As empresas fornecedoras do Estado podem pedir, a partir desta sexta-feira, 21 de Julho, a actualização do valor dos contratos públicos de aquisição de serviços, de forma a ajustá-los ao aumento do salário mínimo (SMN) para 557 euros que passou a vigorar em 2017. Aplica-se a casos em que o custo da mão-de-obra tenha sido "factor determinante na formação do preço contratual", como é habitual na área das limpezas, da vigilância ou das cantinas.

 

Prometida no último Decreto de Lei de Execução Orçamental para o início de Maio, a portaria conjunta dos Ministérios das Finanças e do Trabalho só agora foi publicada.
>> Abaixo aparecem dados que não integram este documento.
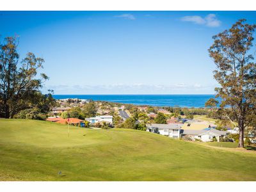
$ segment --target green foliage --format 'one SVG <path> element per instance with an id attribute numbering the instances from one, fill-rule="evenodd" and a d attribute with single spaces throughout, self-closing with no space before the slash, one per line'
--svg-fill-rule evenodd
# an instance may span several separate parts
<path id="1" fill-rule="evenodd" d="M 117 115 L 113 116 L 113 122 L 115 126 L 119 125 L 122 122 L 122 118 Z"/>
<path id="2" fill-rule="evenodd" d="M 186 117 L 188 119 L 193 119 L 194 115 L 193 115 L 192 114 L 189 114 Z"/>
<path id="3" fill-rule="evenodd" d="M 150 118 L 145 113 L 140 113 L 138 115 L 139 120 L 143 122 L 145 124 L 147 124 Z"/>
<path id="4" fill-rule="evenodd" d="M 156 113 L 156 111 L 154 108 L 150 106 L 147 109 L 147 113 Z"/>
<path id="5" fill-rule="evenodd" d="M 137 129 L 137 125 L 134 118 L 130 117 L 127 118 L 124 123 L 118 125 L 117 128 Z"/>
<path id="6" fill-rule="evenodd" d="M 143 122 L 138 124 L 137 125 L 137 129 L 140 131 L 146 131 L 147 130 L 146 124 Z"/>
<path id="7" fill-rule="evenodd" d="M 65 111 L 63 113 L 61 113 L 60 116 L 63 118 L 68 118 L 70 116 L 68 116 L 68 111 Z"/>
<path id="8" fill-rule="evenodd" d="M 158 113 L 155 118 L 156 124 L 166 124 L 167 118 L 162 113 Z"/>
<path id="9" fill-rule="evenodd" d="M 228 138 L 230 139 L 234 139 L 236 142 L 238 142 L 239 141 L 239 134 L 228 134 Z"/>
<path id="10" fill-rule="evenodd" d="M 0 117 L 13 118 L 20 111 L 37 105 L 44 113 L 49 110 L 47 102 L 53 100 L 47 97 L 49 100 L 45 100 L 47 98 L 40 91 L 48 79 L 44 74 L 37 74 L 42 68 L 44 59 L 28 52 L 20 62 L 18 45 L 16 36 L 0 42 Z"/>
<path id="11" fill-rule="evenodd" d="M 69 118 L 76 118 L 81 120 L 84 119 L 84 115 L 82 113 L 81 109 L 80 108 L 76 107 L 76 108 L 72 108 L 70 109 L 69 109 L 67 112 L 68 114 L 65 114 L 64 116 L 67 116 L 66 118 L 67 118 L 68 115 L 69 115 Z"/>
<path id="12" fill-rule="evenodd" d="M 211 108 L 216 108 L 219 102 L 213 98 L 209 99 L 205 104 L 205 107 L 209 107 Z"/>
<path id="13" fill-rule="evenodd" d="M 227 151 L 132 129 L 70 126 L 68 138 L 67 127 L 0 118 L 1 180 L 256 180 L 252 151 Z M 173 166 L 182 168 L 170 172 Z M 66 176 L 58 177 L 59 170 Z"/>
<path id="14" fill-rule="evenodd" d="M 249 138 L 246 138 L 244 140 L 244 144 L 251 145 L 251 140 L 250 140 Z"/>
<path id="15" fill-rule="evenodd" d="M 45 120 L 47 116 L 45 114 L 40 112 L 37 109 L 28 109 L 22 110 L 14 116 L 15 118 Z"/>
<path id="16" fill-rule="evenodd" d="M 216 138 L 215 136 L 214 136 L 214 137 L 212 138 L 212 141 L 213 141 L 213 142 L 217 142 L 217 138 Z"/>
<path id="17" fill-rule="evenodd" d="M 90 122 L 88 121 L 84 121 L 84 127 L 88 128 L 90 127 Z"/>
<path id="18" fill-rule="evenodd" d="M 246 19 L 240 19 L 230 29 L 214 35 L 209 49 L 216 66 L 214 77 L 220 84 L 215 88 L 216 97 L 221 99 L 223 114 L 234 118 L 242 135 L 252 124 L 251 115 L 256 116 L 256 63 L 253 51 L 250 50 L 254 45 L 256 25 L 245 22 Z M 214 106 L 212 101 L 207 104 Z M 227 106 L 232 109 L 226 109 Z M 239 147 L 244 147 L 243 137 Z"/>
<path id="19" fill-rule="evenodd" d="M 96 104 L 90 102 L 83 106 L 81 112 L 84 118 L 90 118 L 96 115 L 97 110 Z"/>

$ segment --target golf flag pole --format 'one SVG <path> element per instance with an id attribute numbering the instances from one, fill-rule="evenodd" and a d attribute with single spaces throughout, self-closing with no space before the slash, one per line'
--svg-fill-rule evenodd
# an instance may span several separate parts
<path id="1" fill-rule="evenodd" d="M 68 113 L 68 138 L 69 138 L 69 113 Z"/>
<path id="2" fill-rule="evenodd" d="M 68 118 L 68 138 L 69 138 L 69 118 Z"/>

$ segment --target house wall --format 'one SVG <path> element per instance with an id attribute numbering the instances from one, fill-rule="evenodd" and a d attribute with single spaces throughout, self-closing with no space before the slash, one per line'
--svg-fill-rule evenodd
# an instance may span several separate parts
<path id="1" fill-rule="evenodd" d="M 201 140 L 203 142 L 209 142 L 212 141 L 213 139 L 213 136 L 208 134 L 205 134 L 203 135 L 201 135 Z M 220 142 L 220 136 L 216 136 L 216 138 L 217 139 L 217 141 Z"/>
<path id="2" fill-rule="evenodd" d="M 170 129 L 169 130 L 169 137 L 172 138 L 179 138 L 180 129 Z"/>
<path id="3" fill-rule="evenodd" d="M 112 124 L 113 122 L 113 118 L 102 118 L 100 120 L 99 120 L 100 122 L 102 121 L 105 121 L 105 122 L 108 122 Z"/>
<path id="4" fill-rule="evenodd" d="M 201 140 L 204 142 L 209 142 L 212 140 L 212 136 L 208 134 L 205 134 L 201 136 Z"/>
<path id="5" fill-rule="evenodd" d="M 162 134 L 162 135 L 168 136 L 169 134 L 168 129 L 159 129 L 159 134 Z"/>

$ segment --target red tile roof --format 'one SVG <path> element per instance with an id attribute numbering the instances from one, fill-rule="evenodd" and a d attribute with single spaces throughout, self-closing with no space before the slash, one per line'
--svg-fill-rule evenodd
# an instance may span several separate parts
<path id="1" fill-rule="evenodd" d="M 56 122 L 56 123 L 61 124 L 79 124 L 83 122 L 83 120 L 79 118 L 68 118 L 58 121 Z"/>
<path id="2" fill-rule="evenodd" d="M 46 119 L 47 121 L 52 122 L 56 122 L 60 121 L 62 120 L 63 120 L 63 118 L 61 118 L 61 117 L 47 118 Z"/>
Prevê retroactivos a Janeiro e, face ao modelo seguido para 2016, quando o SMN subiu também de 505 para 530 euros – e que resultou apenas em 17 contratos efectivamente revistos em alta –, flexibiliza algumas regras para as empresas poderem ser compensadas.

 

Por outro lado, esta versão final do diploma, assinado por Mário Centeno e Vieira da Silva, corrige as três falhas que tinham sido apontadas há um mês pela Confederação do Comércio e Serviços de Portugal (CCP), quando recebeu e apreciou o ante-projecto. O prazo para as tutelas autorizarem a revisão do preço encolhe de 45 para 30 dias úteis; e em vez de "pode", escreve agora que a entidade pública adjudicante "deve" submeter o processo aos membro do Governos para ser apreciado.

 

Respondendo a outra crítica de que esta portaria se dirigia apenas aos contratos celebrados, em vez de ser também aos adjudicados, em data anterior a 1 de Janeiro de 2017 – o argumento era de que alguns são negociados no final de um ano e só assinados no seguinte –, a portaria publicada em Diário da República refere explicitamente que estão abrangidos também os concursos que "tenham tido origem em procedimentos concursais cujas propostas tenham sido apresentadas em data anterior" ao primeiro dia do ano.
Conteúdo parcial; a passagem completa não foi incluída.